Professionals should ally with policy regulators and the industry for the common goal of acquiring high quality individual data including follow-up in the post-market environment. Interventional cardiologists and professional societies who determine guidelines have an interest to monitor results of coronary, peripheral and valvular interventions for many other reasons. Retrieving data of post-marketing surveillance can provide funding to run large registries and the ESC and EAPCI should not lose the opportunity to lead this process for cardiology in Europe.
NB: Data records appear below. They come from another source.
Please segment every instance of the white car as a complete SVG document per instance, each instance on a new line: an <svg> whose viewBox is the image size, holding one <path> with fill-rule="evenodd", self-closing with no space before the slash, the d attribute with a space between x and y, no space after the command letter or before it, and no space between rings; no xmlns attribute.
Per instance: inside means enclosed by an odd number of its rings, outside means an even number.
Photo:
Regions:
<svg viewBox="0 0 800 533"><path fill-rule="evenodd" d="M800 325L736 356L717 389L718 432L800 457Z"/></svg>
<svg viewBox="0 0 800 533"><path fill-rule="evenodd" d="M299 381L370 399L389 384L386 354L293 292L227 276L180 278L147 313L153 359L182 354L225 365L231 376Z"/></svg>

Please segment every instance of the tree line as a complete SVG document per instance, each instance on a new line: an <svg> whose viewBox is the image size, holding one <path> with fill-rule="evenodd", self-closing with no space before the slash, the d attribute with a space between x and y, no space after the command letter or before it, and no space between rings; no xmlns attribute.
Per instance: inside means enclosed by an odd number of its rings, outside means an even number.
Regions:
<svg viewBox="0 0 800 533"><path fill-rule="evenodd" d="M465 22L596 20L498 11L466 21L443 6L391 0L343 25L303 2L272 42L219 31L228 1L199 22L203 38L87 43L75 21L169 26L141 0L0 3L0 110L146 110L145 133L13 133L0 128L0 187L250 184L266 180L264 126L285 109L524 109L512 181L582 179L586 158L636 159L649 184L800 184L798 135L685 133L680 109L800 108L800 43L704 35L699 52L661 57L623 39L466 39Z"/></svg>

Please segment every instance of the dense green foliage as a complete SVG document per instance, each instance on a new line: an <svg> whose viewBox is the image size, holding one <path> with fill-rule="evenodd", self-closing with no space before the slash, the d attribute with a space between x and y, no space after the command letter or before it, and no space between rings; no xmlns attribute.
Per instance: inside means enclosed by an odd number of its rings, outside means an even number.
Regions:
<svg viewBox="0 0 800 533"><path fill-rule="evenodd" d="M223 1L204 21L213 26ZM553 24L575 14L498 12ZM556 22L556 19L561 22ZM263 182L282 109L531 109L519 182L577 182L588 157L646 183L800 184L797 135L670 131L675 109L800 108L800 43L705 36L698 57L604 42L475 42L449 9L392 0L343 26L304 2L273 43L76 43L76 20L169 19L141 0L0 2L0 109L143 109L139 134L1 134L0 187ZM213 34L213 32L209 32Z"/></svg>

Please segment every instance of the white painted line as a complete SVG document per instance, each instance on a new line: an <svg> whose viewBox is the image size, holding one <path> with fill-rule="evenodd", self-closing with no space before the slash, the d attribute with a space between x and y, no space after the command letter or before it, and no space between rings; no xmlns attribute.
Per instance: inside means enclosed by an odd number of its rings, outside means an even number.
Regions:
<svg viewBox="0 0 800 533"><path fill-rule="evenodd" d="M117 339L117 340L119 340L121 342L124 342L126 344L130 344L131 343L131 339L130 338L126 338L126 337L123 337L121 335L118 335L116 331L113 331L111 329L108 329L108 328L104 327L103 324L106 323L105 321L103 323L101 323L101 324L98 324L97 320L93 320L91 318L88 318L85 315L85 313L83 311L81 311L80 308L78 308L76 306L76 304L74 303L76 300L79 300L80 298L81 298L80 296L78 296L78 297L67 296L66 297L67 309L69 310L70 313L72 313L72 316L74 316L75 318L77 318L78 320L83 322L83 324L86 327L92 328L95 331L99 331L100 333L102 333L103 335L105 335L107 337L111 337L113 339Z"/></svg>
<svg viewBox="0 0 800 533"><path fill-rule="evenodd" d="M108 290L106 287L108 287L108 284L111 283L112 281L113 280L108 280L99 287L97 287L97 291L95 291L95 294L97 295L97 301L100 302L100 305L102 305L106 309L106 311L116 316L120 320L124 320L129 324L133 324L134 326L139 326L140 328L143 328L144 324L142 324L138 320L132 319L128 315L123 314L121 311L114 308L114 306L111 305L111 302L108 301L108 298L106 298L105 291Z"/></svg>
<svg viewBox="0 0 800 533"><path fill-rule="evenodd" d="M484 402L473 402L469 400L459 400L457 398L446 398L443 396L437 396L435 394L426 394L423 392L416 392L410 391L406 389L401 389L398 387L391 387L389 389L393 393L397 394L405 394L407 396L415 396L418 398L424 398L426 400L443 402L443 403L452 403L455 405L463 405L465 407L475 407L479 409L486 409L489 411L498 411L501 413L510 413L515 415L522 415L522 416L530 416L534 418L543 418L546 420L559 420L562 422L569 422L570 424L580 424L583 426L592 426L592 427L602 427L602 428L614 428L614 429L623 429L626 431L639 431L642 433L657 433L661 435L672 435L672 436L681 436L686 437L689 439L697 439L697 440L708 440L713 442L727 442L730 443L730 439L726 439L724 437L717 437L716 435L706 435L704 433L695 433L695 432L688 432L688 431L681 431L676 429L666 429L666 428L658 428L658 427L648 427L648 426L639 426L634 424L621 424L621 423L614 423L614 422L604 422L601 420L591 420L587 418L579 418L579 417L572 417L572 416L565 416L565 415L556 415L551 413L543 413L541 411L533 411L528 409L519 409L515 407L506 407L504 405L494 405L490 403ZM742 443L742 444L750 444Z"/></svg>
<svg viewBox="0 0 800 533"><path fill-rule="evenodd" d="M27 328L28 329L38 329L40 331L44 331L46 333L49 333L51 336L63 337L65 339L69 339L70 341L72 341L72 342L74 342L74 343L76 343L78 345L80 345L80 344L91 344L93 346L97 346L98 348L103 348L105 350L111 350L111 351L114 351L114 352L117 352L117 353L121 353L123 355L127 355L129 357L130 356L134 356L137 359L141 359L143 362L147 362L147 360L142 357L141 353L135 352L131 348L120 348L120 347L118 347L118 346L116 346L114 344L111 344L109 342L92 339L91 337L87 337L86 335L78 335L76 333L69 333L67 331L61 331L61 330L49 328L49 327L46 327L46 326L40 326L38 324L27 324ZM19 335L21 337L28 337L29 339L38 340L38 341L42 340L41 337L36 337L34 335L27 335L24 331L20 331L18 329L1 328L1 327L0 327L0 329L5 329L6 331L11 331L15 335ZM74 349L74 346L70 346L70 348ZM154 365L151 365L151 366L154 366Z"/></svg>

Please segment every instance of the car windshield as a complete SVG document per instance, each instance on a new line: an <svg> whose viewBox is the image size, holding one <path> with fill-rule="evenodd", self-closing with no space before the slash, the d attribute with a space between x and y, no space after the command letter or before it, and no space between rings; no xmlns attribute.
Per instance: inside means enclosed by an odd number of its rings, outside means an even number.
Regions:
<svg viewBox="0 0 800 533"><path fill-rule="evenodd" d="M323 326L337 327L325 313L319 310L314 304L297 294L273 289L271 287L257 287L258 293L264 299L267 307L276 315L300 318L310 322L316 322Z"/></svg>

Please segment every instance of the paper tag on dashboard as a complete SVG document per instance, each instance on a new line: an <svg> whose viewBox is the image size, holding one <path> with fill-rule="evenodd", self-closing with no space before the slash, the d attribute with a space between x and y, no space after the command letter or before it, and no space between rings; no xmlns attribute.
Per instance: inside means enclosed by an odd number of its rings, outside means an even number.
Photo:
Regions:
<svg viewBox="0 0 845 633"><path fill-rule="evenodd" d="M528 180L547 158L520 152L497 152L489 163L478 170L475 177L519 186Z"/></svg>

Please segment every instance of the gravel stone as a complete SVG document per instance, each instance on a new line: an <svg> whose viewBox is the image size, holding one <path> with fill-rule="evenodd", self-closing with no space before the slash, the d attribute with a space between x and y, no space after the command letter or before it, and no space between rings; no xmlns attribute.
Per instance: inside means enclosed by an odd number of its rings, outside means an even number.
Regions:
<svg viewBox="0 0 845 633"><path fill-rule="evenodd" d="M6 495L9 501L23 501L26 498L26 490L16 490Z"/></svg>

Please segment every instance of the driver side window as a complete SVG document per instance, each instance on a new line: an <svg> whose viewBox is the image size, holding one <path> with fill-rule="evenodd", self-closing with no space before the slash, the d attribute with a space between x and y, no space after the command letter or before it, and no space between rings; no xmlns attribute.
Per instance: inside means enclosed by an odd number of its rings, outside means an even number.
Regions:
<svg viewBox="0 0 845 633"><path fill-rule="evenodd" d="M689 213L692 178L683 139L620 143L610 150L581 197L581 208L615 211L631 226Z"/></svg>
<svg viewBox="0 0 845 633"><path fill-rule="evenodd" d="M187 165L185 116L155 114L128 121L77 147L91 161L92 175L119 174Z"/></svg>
Some European countries like Sweden are at the forefront of research in this field, with the ability to obtain near universal entries of patients in their country, with access to follow-up data on mortality and hospitalisation from their National Institute of Statistics.7
Working together to create a better regulatory pathway
The few points above are far from an exhaustive examination of the many possible uncertainties that require discussion and creative agreements. Which approval pathway should we use for drug eluting balloons (no permanent implant, but huge biological effects with drug doses higher than DES)? How to test the durability of a new transcatheter valve? Other treatments, such as cell therapy, require answers going beyond the field of expertise of cardiology, and we must be humble and involve other specialties in medicine and biology. We must ensure transparent and collaborative relationships between interventional device companies and our Association are maintained. It is in nobody’s interest to make our subspecialty lose credibility, or be accused of unhealthy links with the device industry. Disclosures must be complete and verified. The level of conflict of interest among physicians with vested interests in specific areas because of consultancies, grants, PI roles in sponsored trials which should be the basis for exclusion from evaluative decision making should be well thought out and publicly accessible. There is space to make the regulatory process in Europe better without hampering the historical advantage of a fast approval process, following transparent rules and with the rapid turnover private companies can ensure. Our goal as a profession and professional society is to not interfere in individual cases, but to help the regulatory agencies set the rules of the game and adapt them to the fast pace of technological development.
They should listen to us because we have the same primary goal they have, defending patients.